Courthouse Immigration Arrests Interfering with Criminal Prosecutions

By Marylou Fabbo

What do you do when your victims, witnesses and defendants are too afraid to come to court due to concerns they will be arrested?  Bring a lawsuit to stop those arrests.  Prosecutors and public defenders in Massachusetts have filed a lawsuit to block ICE from arresting people in and around courthouses for immigration violations.  People accused of very serious and violent crimes walk free because witnesses don’t show up to testify.  They are afraid that if they show up, they will be arrested. 

This lawsuit comes after Boston-area Judge Shelley M. Richmond Joseph and retired court officer Wesley MacGregor were indicted on obstruction charges after allegedly helping an undocumented immigrant escape from an ICE enforcement officer.  The immigrant was arrested by Newton Police and charged with a drug possession and being a fugitive from Pennsylvania.  A national law enforcement database matched his fingerprints with someone who had been deported twice and banned from returning to the U.S. until 2027.  ICE issued a federal immigration detainer that requested local law enforcement to hold him for 48 hours until ICE could take him into custody.  It turns out that the man in custody was not the fugitive from Pennsylvania. 

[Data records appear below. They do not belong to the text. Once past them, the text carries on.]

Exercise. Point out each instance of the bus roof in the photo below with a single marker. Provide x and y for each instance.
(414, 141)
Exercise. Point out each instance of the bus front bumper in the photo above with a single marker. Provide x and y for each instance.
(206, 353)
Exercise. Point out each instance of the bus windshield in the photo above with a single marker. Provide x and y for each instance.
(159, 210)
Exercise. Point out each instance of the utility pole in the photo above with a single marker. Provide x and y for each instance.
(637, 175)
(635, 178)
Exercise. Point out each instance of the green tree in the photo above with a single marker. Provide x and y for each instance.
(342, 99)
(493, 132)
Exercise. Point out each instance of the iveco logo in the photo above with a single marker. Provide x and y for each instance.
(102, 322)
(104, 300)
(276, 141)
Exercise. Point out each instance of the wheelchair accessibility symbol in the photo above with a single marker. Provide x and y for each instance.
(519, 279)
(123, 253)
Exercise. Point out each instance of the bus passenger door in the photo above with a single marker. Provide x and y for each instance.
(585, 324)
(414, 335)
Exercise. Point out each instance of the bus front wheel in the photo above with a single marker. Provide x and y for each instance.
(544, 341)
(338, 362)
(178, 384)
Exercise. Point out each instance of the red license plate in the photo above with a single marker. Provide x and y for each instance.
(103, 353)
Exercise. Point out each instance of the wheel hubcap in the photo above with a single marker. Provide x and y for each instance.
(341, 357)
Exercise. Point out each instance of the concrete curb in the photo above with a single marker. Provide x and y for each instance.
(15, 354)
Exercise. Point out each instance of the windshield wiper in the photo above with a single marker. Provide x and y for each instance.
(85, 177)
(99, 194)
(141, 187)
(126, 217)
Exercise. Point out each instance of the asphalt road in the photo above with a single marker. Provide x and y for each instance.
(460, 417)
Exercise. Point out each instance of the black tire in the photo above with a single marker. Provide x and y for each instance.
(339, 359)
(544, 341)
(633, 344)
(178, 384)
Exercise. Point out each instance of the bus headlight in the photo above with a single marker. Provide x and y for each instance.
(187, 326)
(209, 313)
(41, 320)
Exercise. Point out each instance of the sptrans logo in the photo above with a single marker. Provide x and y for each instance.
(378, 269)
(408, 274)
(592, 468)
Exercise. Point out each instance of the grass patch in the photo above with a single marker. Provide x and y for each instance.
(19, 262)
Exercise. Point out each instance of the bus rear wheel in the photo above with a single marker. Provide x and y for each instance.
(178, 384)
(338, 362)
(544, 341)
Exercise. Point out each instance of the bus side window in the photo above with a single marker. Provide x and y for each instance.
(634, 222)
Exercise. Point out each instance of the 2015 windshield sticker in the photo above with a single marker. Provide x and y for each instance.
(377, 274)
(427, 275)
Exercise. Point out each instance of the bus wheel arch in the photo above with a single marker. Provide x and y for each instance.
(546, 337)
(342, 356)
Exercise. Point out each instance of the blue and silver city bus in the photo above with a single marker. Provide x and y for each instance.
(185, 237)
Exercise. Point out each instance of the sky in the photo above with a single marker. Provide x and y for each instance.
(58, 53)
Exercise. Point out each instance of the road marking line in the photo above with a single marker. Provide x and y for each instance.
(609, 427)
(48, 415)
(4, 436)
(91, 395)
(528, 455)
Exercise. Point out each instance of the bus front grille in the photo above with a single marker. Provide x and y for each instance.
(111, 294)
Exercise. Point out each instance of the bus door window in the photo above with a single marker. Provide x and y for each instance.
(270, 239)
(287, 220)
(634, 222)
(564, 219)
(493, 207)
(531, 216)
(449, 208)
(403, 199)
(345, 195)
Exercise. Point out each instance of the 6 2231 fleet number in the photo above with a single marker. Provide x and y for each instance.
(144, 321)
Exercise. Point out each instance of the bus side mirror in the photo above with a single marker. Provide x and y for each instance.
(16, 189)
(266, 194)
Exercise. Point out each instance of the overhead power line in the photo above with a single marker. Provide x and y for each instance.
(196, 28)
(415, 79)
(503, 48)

After Judge Joseph dismissed the fugitive charge, concerns about him being picked up by ICE resulted in the judge, according to prosecutors, ordering the man to go to the basement, where he was let out a back door rather than into the lobby where ICE was waiting for him.  Both Judge Joseph and Mr. MacGregor pleaded not guilty.  If convicted, the judge faces up to 25 years in prison and the officer could face up to 30 years.  They each could face a fine of $250,000. 

The case is likely to have some solid barriers to overcome.  In 2017, the Massachusetts Supreme Judicial Court in Lunn v. Commonwealth, held that state law enforcement officers do not have the authority to arrest someone based on a detainer order from ICE.  The detainer is a request from ICE to hold a person in custody whose criminal proceedings have been settled and who is otherwise free to go. The detainer would give ICE up to two days to look into a person’s immigration status and potentially pursue deportation.  A detainer is not an arrest warrant; a warrant requires proof of probable cause and a judge’s signature. 

ICE’s courthouse arrests of immigrants continues to draw national attention.  On April 26, in an Oregon courthouse, a federal immigration officer allegedly refused to show a criminal defense lawyer an arrest warrant and shoved the attorney as he tried to step on an elevator with his client.